En el hospital me trasladaron rápidamente a un pequeño cubículo privado, es decir, con toda la privacidad que se puede tener con una cortina como puerta, y una pareja de amistosas, alegres y diligentes enfermeras cortándome la camiseta y el sujetador ensangrentados. Me dio algo cuando vi que sacrificaban ese sujetador porque era de un bonito y espumoso encaje que hacía juego con mis bragas, que ahora no me podría poner a menos que me comprara otro sujetador para hacer juego. De todos modos, el sujetador estaba estropeado, porque dudaba que algo pudiera quitar la sangre de la seda. Además, ya lo asociaba con todo aquello y de cualquier forma no me lo habría vuelto a poner. Me pusieron una bata de hospital azul claro que no tenía ningún atractivo y me hicieron tenderme mientras se aplicaban a las cuestiones preliminares.

Me quitaron el vendaje del brazo. Ya me sentía lo bastante serena como para echar una mirada al daño que había sufrido.

—Uyy —dije, haciendo un mohín.

No hay ninguna parte del cuerpo en la que nos puedan disparar sin dañarnos un músculo a excepción, quizá, de los ojos, en cuyo caso no hay de qué preocuparse porque probablemente estarás muerta. La bala había dejado un agujero en la parte exterior del tríceps, un poco por debajo de la articulación del hombro. Si hubiera sido más arriba probablemente habría roto el hueso, lo cual tendría consecuencias mucho más graves. La herida tenía mala pinta, porque yo no veía cómo la iban a cerrar con unos cuantos puntos de sutura.

—No es tan grave —dijo una de las enfermeras. Su tarjeta de identificación decía Cynthia—. Es una herida superficial; no hay nada estructural dañado. Eso sí, debe doler mucho.

Ya lo creo que sí.

Me tomaron las constantes vitales. Tenía el pulso un poco acelerado, pero ¿quién no lo tendría? La respiración era normal, la presión un poco más alta de lo que en mí era normal, pero no demasiado. Se podía decir que mi organismo sufría una reacción leve ante la agresión. Me favorecía el hecho de estar fuerte como un caballo y en una excelente forma física.

No había manera de saber en qué forma me encontraría cuando el brazo estuviera lo bastante fuerte como para volver a hacer ejercicio, pensé, desalentada. En un par de días empezaría a hacer ejercicios cardiorrespiratorios y, después, yoga. Pero nada de gimnasia ni pesas durante al menos un mes. Si recibir un disparo se parecía en algo a las otras lesiones que había tenido en el pasado, los músculos tardarían un tiempo en superar el trauma, incluso después de que desaparecieran los síntomas iniciales.

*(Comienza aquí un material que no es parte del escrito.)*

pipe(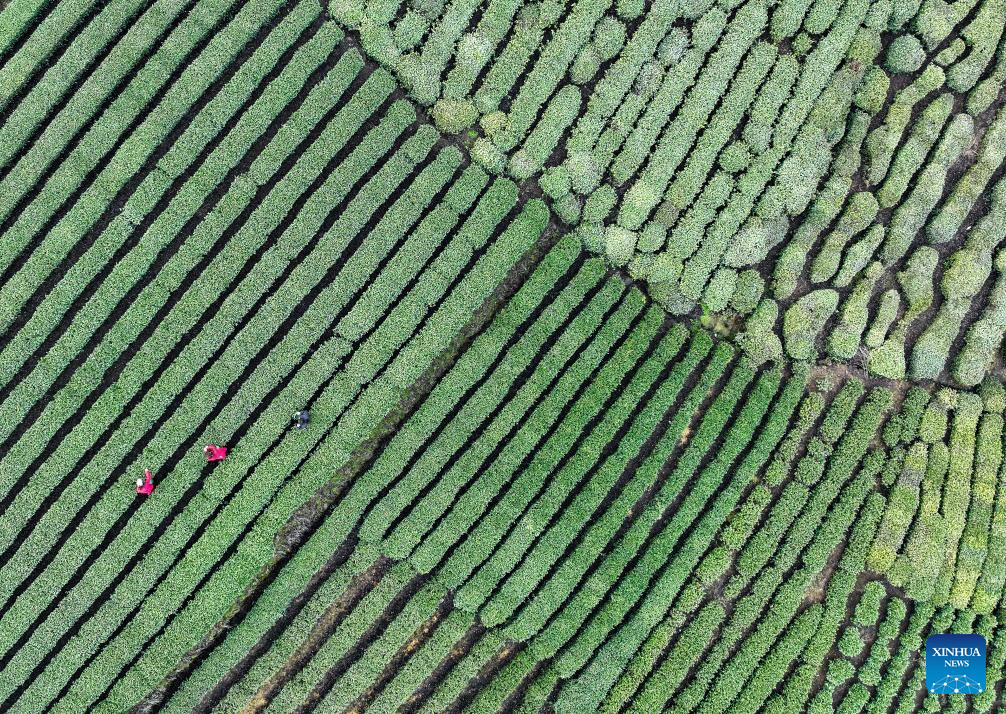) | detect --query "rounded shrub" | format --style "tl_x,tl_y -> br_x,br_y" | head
430,99 -> 479,134
884,34 -> 926,74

Me limpiaron la herida a conciencia, lo cual no me hizo más daño del que ya sentía. Suerte que la camiseta no tenía mangas y que no había trozos de tela incrustados en la herida. Aquello simplificaba mucho las cosas.

Finalmente llegó el médico, un tipo larguirucho con la frente arrugada y unos ojos azules muy vivaces. Su tarjeta de identificación decía MacDuff. Lo digo en serio.

—Una cita peligrosa, ¿eh? —preguntó, bromista, mientras se ponía los guantes de látex.

Sorprendida, pestañeé.

—¿Cómo lo ha sabido?

Él también se sorprendió.

—¿Quiere decir que…? A mí me han dicho que ha sido un francotirador.

—Así es. Pero sucedió al final de mi cita. —Si se le podía llamar cita a que a una la siguieran hasta la playa y la sorprendieran indefensa.